Don’t do it! Especially when striving to deliver multiple learning objects. What’s more important at this stage is stakeholder acceptance, having a high level overview of how everything is actually going to come together and being able to double check that all learning objectives are covered.

Using this method also means everyone involved can help craft and talk about the major points in the story/interaction. This can help identify tricky issues with a subject matter expert now rather than later when significant resources have already been committed.

Using post it notes forces designers to think loosely and keep things high level. Less detail means less time spent to communicate intentions and we are more open to changes when we haven’t put blood, sweat and tears into making something.

Tip#2: Work fast and key frame like an animator.

In the animation world, there is a thing called a ‘key-frame’.

This is the ‘story-telling drawing. The drawing or drawings that show what’s happening in the shot’ (Williams 2001).

This activity has multiple endings, characters and settings. However we boiled the interaction down to it’s most key frames. You don’t need to be an artist to storyboard. I mean look at these!

You’ll note that our storyboards are rough. We are capturing the key moments of the experience. We use these images to bat ideas about in the team, quickly alter and improve our ideas. Where possible, we get our stakeholders and subject matter experts to view these and we talk them through. Again, we avoid costly changes later by swallowing our ‘pride’ and showing rougher work sooner than we might be comfortable with as professional designers.

Tip#3: Don’t get planning paralysis, prototype early!
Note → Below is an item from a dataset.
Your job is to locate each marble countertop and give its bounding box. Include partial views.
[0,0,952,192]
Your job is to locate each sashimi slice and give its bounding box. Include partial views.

Ever had this happen to you?

Learning Designer: Hi stakeholder, here is the storyboard for the eLearning module you requested. It’s got all the content, intended images sourced and it’s ready to go to a developer once you approve it.

Stakeholder: Great job!

Later…

Stakeholder: Approved! Let’s get this done.

A developer goes away and produces exactly what was in the storyboard.

Later, the learning designer shows off the first Alpha of the product.

Stakeholder: What is this?! This isn’t what I thought it was going to be like!

Learning designer: B-but you approved this. You signed off and all!

The temptation can be to secure stakeholder approval using familiar tropes like documentation. This is insufficient. Many stakeholders don’t know what they want or don’t want until they can ‘see it’ or hold it.

So rather than spending time make detailed documents, make rough, barely functional prototypes in a rapid authoring tool. Whether your making a video or a complicated interactive experience, the sooner you can ‘put something in their hands’ and help your stakeholders see and experience it, the sooner you will know if you are really on the right track.

Before worrying about what EXACTLY is going on each screen, BUILD IT. This is a common second phase for our learning designers when storyboarding eLearning.

I think the hardest part of storyboarding, as mentioned earlier, is ‘swallowing our pride’. Some designers don’t feel comfortable sharing rough work and worry that stakeholders won’t ‘get it’. I can assure you, they do, especially since you will be there to hold there hand through the process.

Share your stories and the associated storyboards sooner than you would feel comfortable and you might find that the journey afterwards is just that little bit smoother.

References

Williams, R. 2001. The Animators Survival Kit, A manual of methods, principles and formulas for classical, computer, games, stop motion and internet animators, London, Faber and Faber.